Ognuno di noi porta la sua croce. Ma cosa significa esattamente. Qual è il mistero della croce, un tema che tocca profondamente l’esistenza umana e come possiamo leggerlo con una chiave di lettura diversa?
La croce: un simbolo carico di significato
La croce è un simbolo carico di significato, che spesso associamo alla sofferenza e al dolore. Tuttavia, la croce è molto più di questo: è il momento in cui ci troviamo di fronte a una realtà ineludibile, siamo inchiodati in una situazione dalla quale non possiamo più scappare.
L’esperienza della croce ci obbliga a confrontarci con i nostri limiti e con la nostra finitezza. Significa accettare di non essere onnipotenti, di avere dei limiti e di dover fare i conti con la nostra stessa vulnerabilità e mortalità. Questa consapevolezza può essere difficile da accettare, poiché desideriamo spesso vivere al di sopra dei nostri limiti, sfidando la nostra stessa natura.
Invece la croce ci inchioda nel qui ed ora, ci costringe a mettere i piedi per terra e ad affrontare la realtà così com’è.
Questa esperienza può portare a un profondo cambiamento interiore o, al contrario, alla distruzione definitiva. Non possiamo più fingere di nulla, né fuggire dalla realtà.
Che fare?
In questo contesto, è fondamentale riscoprire e interiorizzare gli insegnamenti del Vangelo e o del Buddha. Gesù, ad esempio, ha trascorso la sua vita pubblica invitandoci a comprendere che il Regno di Dio non è un’entità distante nel tempo o nello spazio, ma è qui, ora, tra noi.
Stessa cosa dice Buddha, riferendosi all’impermanenza.
Dunque, per vivere in armonia con noi stessi, dovremmo pensare all’oggi e non al domani o a un futuro indefinito. Dovremmo vivere pienamente il presente, prendendo sul serio ogni istante della nostra esistenza.
Facile a dirsi…
Ovviamente l’esperienza della croce non è sempre facile da digerire. Spesso ci troviamo di fronte a situazioni che possono sembrare delle “disgrazie”.
In questi momenti, tendiamo a essere impauriti, a rifiutare la crudezza della vita e a cercare rifugio nei nostri sogni e fantasie. Preferiamo immaginare un mondo perfetto piuttosto che confrontarci con la dura verità della nostra esistenza.
Ma la croce ci insegna che è proprio attraverso l’accettazione della nostra condizione di creature finite che possiamo trovare il senso pieno della vita.
Cosa che non significa necessariamente essere eroici: accettarla non è un atto di forza, ma di amore. Non significa solo vivere passivamente le proprie sofferenze.
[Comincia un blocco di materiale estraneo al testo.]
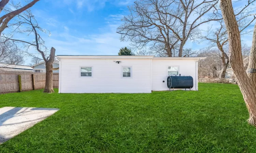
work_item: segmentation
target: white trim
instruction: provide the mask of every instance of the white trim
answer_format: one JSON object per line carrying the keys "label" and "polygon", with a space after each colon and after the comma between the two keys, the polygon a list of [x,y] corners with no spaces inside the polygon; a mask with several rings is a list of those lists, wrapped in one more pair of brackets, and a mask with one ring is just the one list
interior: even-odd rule
{"label": "white trim", "polygon": [[57,58],[84,58],[84,59],[153,59],[153,60],[199,60],[205,59],[203,57],[154,57],[148,56],[95,56],[95,55],[61,55],[56,56]]}
{"label": "white trim", "polygon": [[152,92],[152,59],[150,59],[150,93]]}
{"label": "white trim", "polygon": [[[91,76],[81,76],[81,68],[82,67],[91,67]],[[93,78],[93,66],[79,66],[79,77],[80,78]]]}
{"label": "white trim", "polygon": [[205,59],[206,57],[154,57],[152,60],[199,60]]}
{"label": "white trim", "polygon": [[[168,74],[168,67],[178,67],[178,74],[177,75],[177,76],[178,76],[179,75],[179,74],[180,74],[180,66],[177,66],[177,65],[173,65],[173,66],[170,66],[167,65],[167,67],[166,67],[166,69],[166,69],[166,73],[167,73],[166,75],[167,75],[167,76],[170,76],[170,75],[169,75],[169,74]],[[171,71],[171,72],[175,72],[175,71]],[[171,75],[171,75],[175,76],[175,75]]]}
{"label": "white trim", "polygon": [[196,90],[198,90],[198,62],[196,62]]}
{"label": "white trim", "polygon": [[154,56],[85,56],[85,55],[57,55],[56,57],[61,58],[85,59],[150,59]]}
{"label": "white trim", "polygon": [[61,93],[61,61],[59,63],[59,93]]}
{"label": "white trim", "polygon": [[[131,76],[124,76],[123,75],[123,73],[124,73],[123,72],[123,68],[124,67],[130,67],[131,68],[131,72],[130,72],[131,73]],[[121,69],[121,72],[122,73],[121,74],[121,76],[123,78],[132,78],[132,66],[122,66],[122,69]],[[128,72],[129,73],[129,72]]]}

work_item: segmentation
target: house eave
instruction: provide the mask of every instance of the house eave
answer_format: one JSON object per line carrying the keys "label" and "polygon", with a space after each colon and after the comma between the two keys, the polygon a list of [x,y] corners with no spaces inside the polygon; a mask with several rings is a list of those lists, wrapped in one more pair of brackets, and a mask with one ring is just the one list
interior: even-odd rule
{"label": "house eave", "polygon": [[205,59],[205,57],[154,57],[154,55],[146,56],[118,56],[118,55],[63,55],[56,56],[58,59],[152,59],[153,60],[199,60]]}

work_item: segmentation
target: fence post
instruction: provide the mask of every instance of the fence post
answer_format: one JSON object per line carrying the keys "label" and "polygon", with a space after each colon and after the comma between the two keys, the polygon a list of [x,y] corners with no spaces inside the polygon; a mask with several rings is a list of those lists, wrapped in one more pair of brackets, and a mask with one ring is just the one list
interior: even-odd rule
{"label": "fence post", "polygon": [[33,81],[33,89],[35,90],[35,76],[33,74],[32,74],[32,81]]}
{"label": "fence post", "polygon": [[21,75],[19,74],[18,77],[19,79],[19,92],[22,92],[22,87],[21,83]]}

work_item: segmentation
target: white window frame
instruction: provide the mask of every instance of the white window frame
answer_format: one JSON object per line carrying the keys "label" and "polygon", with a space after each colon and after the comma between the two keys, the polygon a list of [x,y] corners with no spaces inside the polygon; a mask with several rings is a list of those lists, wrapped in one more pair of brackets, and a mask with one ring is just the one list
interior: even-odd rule
{"label": "white window frame", "polygon": [[[91,76],[81,76],[81,68],[84,67],[91,68]],[[79,67],[79,76],[81,78],[91,78],[93,77],[93,66],[80,66]]]}
{"label": "white window frame", "polygon": [[168,67],[178,67],[178,74],[177,75],[177,76],[178,76],[179,74],[180,74],[180,66],[167,66],[166,67],[166,74],[167,75],[167,76],[175,76],[175,75],[169,75],[169,74],[168,74]]}
{"label": "white window frame", "polygon": [[[124,76],[123,74],[123,68],[124,67],[129,67],[131,68],[131,76]],[[132,77],[132,67],[131,66],[122,66],[122,68],[121,70],[121,72],[122,72],[121,76],[123,78],[131,78]]]}

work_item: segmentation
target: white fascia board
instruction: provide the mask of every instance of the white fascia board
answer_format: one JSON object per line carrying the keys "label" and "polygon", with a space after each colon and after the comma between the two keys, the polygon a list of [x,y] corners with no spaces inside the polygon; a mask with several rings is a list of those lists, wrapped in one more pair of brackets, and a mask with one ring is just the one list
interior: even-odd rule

Significa anche trovare il coraggio di prendere responsabilità della propria vita e affrontare le sfide con determinazione. Soprattutto occorre cambiare la narrazione dei fatti.
Se prendiamo ad esempio la vita del Cristo, attraverso appunto la sua vita e la sua morte sulla croce, ha mostrato al mondo che anche la più grande disgrazia può essere trasformata in un’opportunità di redenzione e rinascita.
Di conseguenza, anche se è più facile a dire che a fare, la croce non è il punto finale della storia, ma l’inizio di una nuova era di speranza e salvezza. Come cambiare allora la narrazione?
La conversione di Francesco d’Assisi è un esempio emblematico di questo processo. Francesco, attraverso le sue esperienze di crisi, carcerazione e dissidi familiari, giunge a una nuova consapevolezza della realtà. Ciò che cambia non è solo il contesto esterno, ma la sua percezione e interpretazione del mondo.